A few days later, I came in to buy some cold cuts and Mike was behind the counter. His left hand was wrapped in a huge gauze mitten., giving his arm the look of a Q-tip. "Looks like it hurts," I said, "you gonna be alright?" Mike smied, "Yeh sure, it's nothing." Then he wrapped my order and I left. When I got home I saw he'd let me have an extra quarter-pound of turkey, free.
§ § §
Uncle Jim was the night shift concierge at the Chancellor, a one-time ritzy hotel that had slouched to the rank of mediocre apartment building. Jim was in his late fifties and had a large head that seemed to be made entirely of papier maché. He spoke slowly, and when he walked he seemed always to be stepping over something. Jim came in before his shift every night and ordered a platter. Sometimes he took a flask from his coat and poured a modest shot into his coffee. Jim was one of those people who's uniquely suited to night work.
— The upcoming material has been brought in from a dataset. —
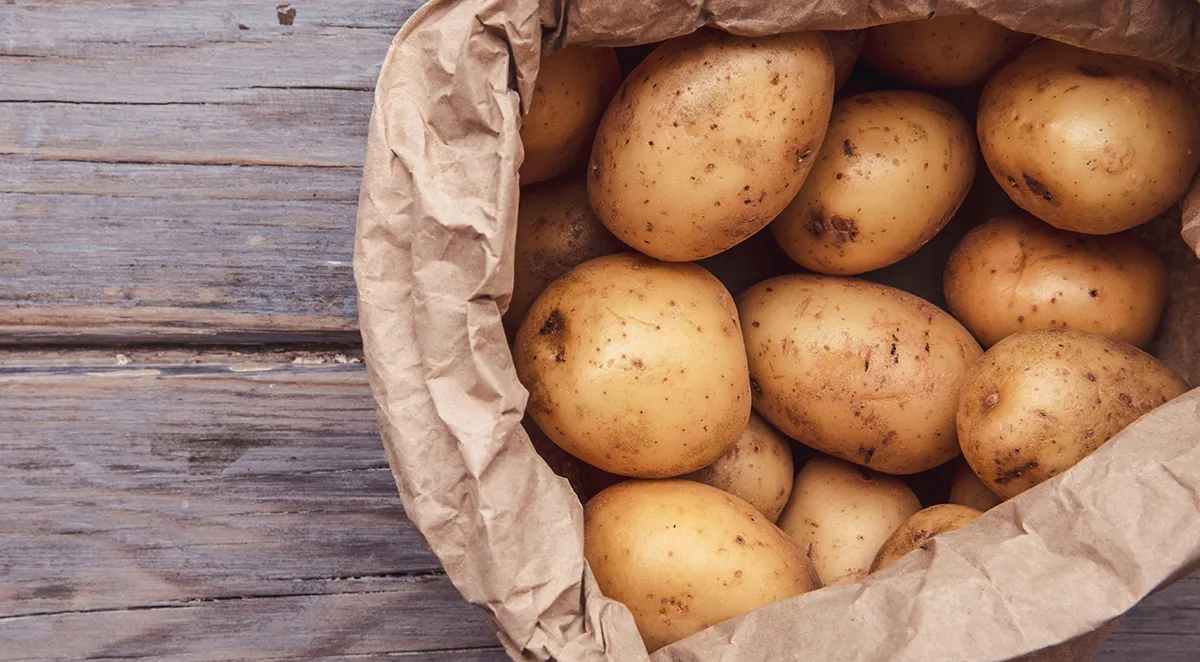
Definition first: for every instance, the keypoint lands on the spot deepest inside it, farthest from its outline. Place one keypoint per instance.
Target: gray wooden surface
(178, 176)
I never saw him in daylight. Then again, few ever saw me in daylight either. When my shift ended at 1:00 a.m., I took my pay and went over to Dirty Frank's to catch last call. Jim always had a good story to tell. Years on the night shift had given him lots of material. The saddest ones always concerned the jumpers. The neighborhood seemed to have more than its share. For Jim, calling ambulances was just a part of a night's work. Though, in fairness, he didn't have to hose off the sidewalk. After I quit the deli job, I heard that Jim had been replaced by an electronic security system. Didn't seem right. Back then, not much did.
§ § §
It was late and I'd been drinking. Artie was panhandling in front of the 7-11. He was broke and I was close. "Hey," he said, "got your harmonica on you?" I told him I did. "Stand here and play, maybe we'll make some tips." I was almost never too drunk to play, unless I was unconscious. So I laid down some basic blues riffs. Three-chord stuff. One four five. It was hot and a Friday. People strolled up and down the street. Artie stuck his cap out at them. Most veered away but a few dropped some coins into the hat. After a few minutes, I took a break. "How much we got?" I asked. Art twirled a finger through the coins. "Not enough for a forty." So I played some more. A couple approached. I recognized the woman from an old job I'd had. We'd both been phone sales reps at a publishing company. The difference was that she could sell. I left the company owing them money. Her name was Michelle. She was tall, very blonde, Southern, and proper. She and her date were still wearing office clothes. "Hey, Michelle," I said, "how's it going?" She gave me a look that made it clear she had no idea who I was. Then, in a flash of a second, her bewilderment turned to disgust. Her date looked at her. "You KNOW that guy?" he said. She mumbled something I couldn't hear, and the two quickened their pace. I knew I was supposed to feel shame, to feel poor and dirty and unworthy. But I didn't. "You know her?" asked Artie. "Yeh," I said, "before my untimely death." I went back to playing, Artie to holding out his hat. We finally got enough for a forty of Mickey's. To us, it tasted like champagne.